J Neurol Sci. 2003 Oct 15;214(1-2):27-36
Athanasas-Platsis S, Zhang B, Hillyard NC, Cavanagh AC, Csurhes PA, Morton H, McCombe PA.
Department of Medicine, The University of Queensland, Royal Brisbane Hospital, Queensland 4029, Australia
Early pregnancy factor (EPF) is a secreted protein with immunosuppressive and growth factor properties that has been shown to suppress acute experimental autoimmune encephalomyelitis (EAE) induced with myelin basic protein (MBP) in Lewis rats.
EAE is associated with infiltration of the central nervous system (CNS) with inflammatory cells.
Spontaneous recovery involves the loss of T lymphocytes from the CNS and the selective apoptosis of Vbeta8.2(+) cells.
In the present study, T cell, macrophage (CD11b/c(+)) and B cell (CD45RA(+)) populations in spinal cord and popliteal lymph nodes (LN) of Lewis rats with EAE were quantitated and apoptosis was studied.

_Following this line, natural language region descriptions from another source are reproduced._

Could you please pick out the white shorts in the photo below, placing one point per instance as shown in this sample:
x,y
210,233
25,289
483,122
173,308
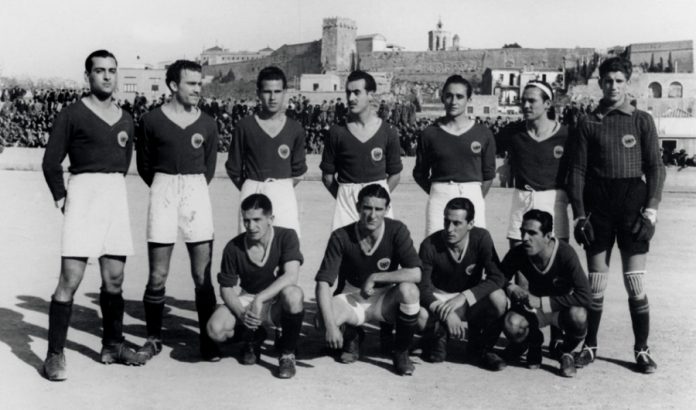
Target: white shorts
x,y
553,201
179,203
96,219
443,192
282,195
367,310
346,212
266,317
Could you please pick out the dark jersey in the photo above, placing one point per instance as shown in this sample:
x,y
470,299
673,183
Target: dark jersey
x,y
563,281
359,162
91,144
441,271
255,155
616,144
539,165
237,268
165,147
445,157
345,260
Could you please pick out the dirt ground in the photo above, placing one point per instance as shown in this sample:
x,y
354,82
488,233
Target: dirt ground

Rats were treated with EPF or vehicle.
Following treatment on day 14 after inoculation with MBP, neither 1x100 microg nor 2x100 microg doses of EPF affected the total number of cells infiltrating the spinal cord on day 15, although the higher dose caused a decrease in the number of CD5(+) and CD11b/c(+) cells.
Treatment with 2x100 microg/day from days 10 to 14 decreased the total number of infiltrating cells, and the numbers of CD5(+), CD11b/c(+) and CD45RA(+) cells.
Apoptosis was unaffected.
No alteration on the number or type of inflammatory cells in the popliteal LN was observed after treatment on days 10-14.
However, treatment with EPF from days 0 to 11 increased the total number of T and B cells and CD5(+) T cells found on day 12 in the LN.
Similarly, there was an increase in the frequency of MBP-reactive cells in the LN as determined by limiting dilution analysis.
These results suggest that EPF treatment reduces the numbers of lymphocytes and macrophages in the CNS, possibly through an effect on cell trafficking.